We can see that most of these ITMO buyers are economically developed countries but have small land areas, which leads to their high demand for emission reduction, but their own volume cannot meet their needs. China's situation is different, we are both a big emitter, but also a big emission reduction country, in terms of achieving national NDC, China did not consider buying foreign carbon credits to achieve, of course, did not consider selling carbon credits, so so many bilateral negotiations, whether it is a buyer or a seller, there is no shadow of China, but does this mean that we will not engage in it?

The answer is no. I believe that as more and more countries promote NDCs, international cooperation, transfer, and transactions will become more and more common. If China only considers NDC compliance in this process, then it can indeed consider not participating in this market, and I believe that China is fully capable of achieving its NDC goals by its own efforts.

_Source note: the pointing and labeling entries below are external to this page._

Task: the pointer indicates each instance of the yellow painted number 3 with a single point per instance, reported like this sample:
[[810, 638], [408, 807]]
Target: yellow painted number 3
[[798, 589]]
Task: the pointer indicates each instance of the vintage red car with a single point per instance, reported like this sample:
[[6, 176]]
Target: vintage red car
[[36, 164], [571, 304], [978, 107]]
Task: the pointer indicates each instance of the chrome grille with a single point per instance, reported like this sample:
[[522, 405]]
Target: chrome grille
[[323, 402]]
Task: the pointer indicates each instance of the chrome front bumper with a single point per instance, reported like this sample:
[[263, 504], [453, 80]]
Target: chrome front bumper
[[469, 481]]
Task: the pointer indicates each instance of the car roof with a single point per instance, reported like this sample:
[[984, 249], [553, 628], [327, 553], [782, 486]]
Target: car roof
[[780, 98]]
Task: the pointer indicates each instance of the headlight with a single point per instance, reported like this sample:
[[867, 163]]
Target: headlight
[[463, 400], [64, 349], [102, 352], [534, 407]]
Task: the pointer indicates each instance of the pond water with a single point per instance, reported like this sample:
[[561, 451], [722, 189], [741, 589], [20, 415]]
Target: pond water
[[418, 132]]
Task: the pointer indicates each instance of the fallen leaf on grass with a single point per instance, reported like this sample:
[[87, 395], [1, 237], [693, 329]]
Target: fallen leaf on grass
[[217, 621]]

But if China wants to have a say in the international carbon market, or if it wants to establish a global carbon market center, it must become the largest player in ITMO. As for how to become the biggest player in ITMO, in my previous articleHow can China seize the opportunity to internationalize the global carbon market under the Paris Agreement?There are detailed explanations, so I won't go into them here.

So, what are the opportunities for these changes for us?

I believe that as 2030 approaches, the international carbon market will become more and more mature, which is the biggest opportunity for small partners engaged in carbon trading. Although China has not yet signed a bilateral agreement under the Paris Agreement 6.2 mechanism, we can participate in the development and trading of carbon assets in line with the Paris Agreement abroad.

Therefore, if there are channels and resources corresponding to the country, you can consider going overseas to develop carbon assets, don't feel that this is very far away, just like China's wind power, photovoltaic, new energy vehicles, the domestic volume to a certain extent will inevitably go to sea, and the same is true for carbon asset development. As for whether you have that ability or not, it depends on how well you practice your internal skills.